Total Hip Replacement
What are the complications and risks of having a total hip replacement?
The complication rate following hip replacement surgery is very low. However like all surgery, there are risks that need to be considered when deciding to have hip replacement surgery.
Side effects are symptoms that occur due to the surgery and are a normal part of the recovery from the operation. The main side effects of hip replacement surgery are:
- A sore hip which may last for several weeks after the operation
- Swelling in the thigh which will also last for several weeks after the operation
Complications are problems that occur during or after the operation. Most people having hip surgery aren't affected. There are some complications that may occur for any operation. These include:
- A reaction to the anaesthetic
- Infection of the wound or joint
- Excessive blood loss
- A blood clot, usually in a vein of the leg (known as a deep vein thrombosis or DVT)
Specific complications of hip replacement are uncommon, but can include the following:
- Joint dislocation: Dislocation of the hip joint is when the ball of the hip pops out of the socket. Dislocation occurs in 1.7 – 4.1% of people who have had hip replacement surgery. A dislocated hip may be relocated without surgery or may require a new hip replacement to fix the problem.
- Infection: The hip replacement can become infected. This is a rare but serious complication of hip joint replacements. The risk of this occurring is between 0.02 – 1.1% of all people having a joint replacement. Antibiotics are used after the operation to reduce the chance of an infection occuring.
- Difference in leg length: After the operation, the leg that has been operated on may be slightly longer than the other side.
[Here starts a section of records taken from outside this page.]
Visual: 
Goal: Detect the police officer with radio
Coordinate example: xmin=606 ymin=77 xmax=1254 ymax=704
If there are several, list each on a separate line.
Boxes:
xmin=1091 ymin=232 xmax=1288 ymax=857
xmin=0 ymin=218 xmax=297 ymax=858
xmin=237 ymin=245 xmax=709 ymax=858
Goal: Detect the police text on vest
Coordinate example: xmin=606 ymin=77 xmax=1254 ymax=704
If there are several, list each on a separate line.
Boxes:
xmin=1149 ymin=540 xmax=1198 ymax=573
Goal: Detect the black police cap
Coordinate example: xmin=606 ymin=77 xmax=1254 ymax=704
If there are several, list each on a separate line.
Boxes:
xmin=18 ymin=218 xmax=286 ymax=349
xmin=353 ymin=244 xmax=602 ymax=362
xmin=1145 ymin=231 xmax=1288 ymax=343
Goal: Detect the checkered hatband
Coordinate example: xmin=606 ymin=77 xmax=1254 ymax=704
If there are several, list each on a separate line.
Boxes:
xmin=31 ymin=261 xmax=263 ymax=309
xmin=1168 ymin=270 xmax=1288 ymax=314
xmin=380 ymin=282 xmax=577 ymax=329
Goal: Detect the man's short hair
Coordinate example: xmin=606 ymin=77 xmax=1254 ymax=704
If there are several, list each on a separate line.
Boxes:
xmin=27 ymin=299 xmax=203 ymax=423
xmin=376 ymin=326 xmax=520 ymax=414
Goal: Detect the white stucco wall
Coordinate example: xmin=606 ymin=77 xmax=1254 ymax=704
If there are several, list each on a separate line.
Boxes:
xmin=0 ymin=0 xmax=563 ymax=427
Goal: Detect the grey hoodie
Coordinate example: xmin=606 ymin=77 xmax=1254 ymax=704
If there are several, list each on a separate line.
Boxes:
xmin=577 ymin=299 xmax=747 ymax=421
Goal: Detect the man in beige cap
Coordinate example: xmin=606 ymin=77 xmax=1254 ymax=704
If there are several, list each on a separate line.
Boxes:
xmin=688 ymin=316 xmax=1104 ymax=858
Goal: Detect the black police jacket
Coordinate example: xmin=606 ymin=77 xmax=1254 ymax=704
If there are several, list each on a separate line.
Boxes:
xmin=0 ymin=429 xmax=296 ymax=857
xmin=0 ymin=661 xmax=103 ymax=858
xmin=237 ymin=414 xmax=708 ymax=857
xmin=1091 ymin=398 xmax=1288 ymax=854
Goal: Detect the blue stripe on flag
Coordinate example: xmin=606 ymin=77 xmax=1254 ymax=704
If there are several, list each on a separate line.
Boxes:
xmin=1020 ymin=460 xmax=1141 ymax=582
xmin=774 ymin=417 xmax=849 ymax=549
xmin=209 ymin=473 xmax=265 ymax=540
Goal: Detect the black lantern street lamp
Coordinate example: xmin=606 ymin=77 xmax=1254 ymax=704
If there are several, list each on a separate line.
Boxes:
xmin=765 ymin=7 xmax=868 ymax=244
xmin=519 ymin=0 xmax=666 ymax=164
This occurs commonly, up to 62% of the time. Usually it doesn’t cause any problems but may lead to pain or dislocation of the hip in some cases.
- Fractures: A fracture is a break in the bone. Fractures can occur during a total hip replacement while the new hip is being put in place. This occurs in between 0.3 – 5.4% of total hip operations. Usually these fractures heal but sometimes require further surgery.
- Loose joint: The hip replacement may become ‘loose’. This is a rare complication that may require another operation to fix the problem.
- Nerve damage: Nerves can be damaged during the operation which can cause numbness or weakness in areas of the leg. This is a rare complication, occurring in roughly 0.17% of people undergoing hip replacements
It is important to note that the risks of certain complications may be higher or lower than the figures quoted if the person having the operation has a medical condition that makes them more vulnerable to risks. For instance we know that obesity significantly increases the risk of an infection after a hip replacement.
Hip revision surgery
During your original hip replacement, your hip joint was replaced with artificial hip parts. Hip revision surgery means having another operation to replace the worn out components of a hip replacement. Hip replacements usually last between 10 – 15 years.
Replacing an artificial hip joint is a more complex operation than the original hip replacement. It will often take longer and there are higher rates of complications than the original surgery.
The most common causes of infection following hip replacement surgery are from bacteria that enter the bloodstream during dental procedures, urinary tract infections, or skin infections. These bacteria can lodge around your prosthesis.
Following your surgery, you may need to take antibiotics prior to having any dental work.
Warning signs of a possible hip replacement infection are:
- Persistent fever (higher than 37.5°C orally)
- Shaking chills
- Increasing redness, tenderness, or swelling of the hip wound
- Increasing hip pain with both activity and rest
Notify your doctor immediately if you develop any of these signs.